Aboriginal Art

Aboriginal Art

View full screen - View 1 of Lot 1. UNKNOWN KUNWINJKU ARTIST, WESTERN ARNHEM LAND | UNTITLED.

UNKNOWN KUNWINJKU ARTIST, WESTERN ARNHEM LAND | UNTITLED

Auction Closed

December 13, 10:40 PM GMT

Estimate

10,000 - 15,000 USD

Lot Details

Description

Property from the Collection of Fiona Brockhoff

UNKNOWN KUNWINJKU ARTIST, WESTERN ARNHEM LAND

20TH CENTURY

UNTITLED


Natural earth pigments on eucalyptus bark

circa 1960

29 in by 21 in (74 cm by 53 cm)

Painted in the Western Arnhem Land region circa 1960

Private Collection, New Zealand

Sotheby's, Melbourne, Aboriginal Art, 25 July, 2005 (AU0692), lot 51

Fiona Brockhoff, Melbourne

Cf. for stylistically related depictions of ancestral insects, see Holmes, Sandra Le Brun, Yirawala Artist and Man, The Jacaranda Press, Brisbane, 1972, pp.8-9, 80.


This extraordinary bark painting is likely to relate to aspects of the Lorrkon (Hollow Log) Mortuary Ceremony of the Kinwinjku people, in particular to Marlindji (the Praying Mantis) Djang (Dreaming site).


Dr.
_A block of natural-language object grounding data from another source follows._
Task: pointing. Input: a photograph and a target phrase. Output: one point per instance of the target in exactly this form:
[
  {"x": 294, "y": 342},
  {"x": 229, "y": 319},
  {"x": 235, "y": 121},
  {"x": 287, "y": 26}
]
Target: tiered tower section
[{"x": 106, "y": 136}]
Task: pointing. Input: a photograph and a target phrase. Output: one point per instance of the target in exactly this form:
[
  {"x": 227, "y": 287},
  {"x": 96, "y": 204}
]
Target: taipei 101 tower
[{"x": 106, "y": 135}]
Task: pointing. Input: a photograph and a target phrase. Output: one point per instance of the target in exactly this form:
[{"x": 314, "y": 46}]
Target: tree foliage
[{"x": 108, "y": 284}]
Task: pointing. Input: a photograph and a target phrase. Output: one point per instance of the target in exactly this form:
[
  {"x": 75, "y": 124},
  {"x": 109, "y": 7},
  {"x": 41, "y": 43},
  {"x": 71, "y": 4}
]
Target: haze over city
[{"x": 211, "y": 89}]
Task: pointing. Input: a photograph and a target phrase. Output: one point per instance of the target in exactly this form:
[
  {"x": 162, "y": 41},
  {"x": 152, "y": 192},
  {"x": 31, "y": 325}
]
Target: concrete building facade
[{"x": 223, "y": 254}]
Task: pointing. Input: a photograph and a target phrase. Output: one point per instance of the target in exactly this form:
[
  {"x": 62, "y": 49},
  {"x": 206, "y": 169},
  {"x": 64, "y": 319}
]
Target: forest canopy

Luke Taylor writes “Another important Djang associated with Lorrkon is Marlindji, the Praying Mantis, who is described as one of the beings that carried the coffin on the creation journey. Marlindji is painted on the burial pole as a skeletal figure. It is also relevant to consider the appropriateness of this figure to imagery of life after death, since the male Praying Mantis can live for a time after its head has been devoured by the female during mating and these species moult as they grow emerging anew and casting aside a spectral skin of their former body form.” Bruno David and Ian J. McNiven, eds., Bodies Revealed: X-ray Art in Western Arnhem, Oxford Handbooks Online, p.15.


The central figures dominating this painting appear to be Marlindji (Praying Mantis), with other ancestral beings that are associated with Lorrkon, including goannas and maggots, above and below. The heads of each ancestral being are painted similarly to the way mimih and other spiritual figures are often represented by the Kinwinjku. The fine linear depiction of the insects, and the manner in which the heads on the beings are represented, bear stylistic similarities to early paintings by Yirawala, and it is possible this may be a work by this acclaimed artist.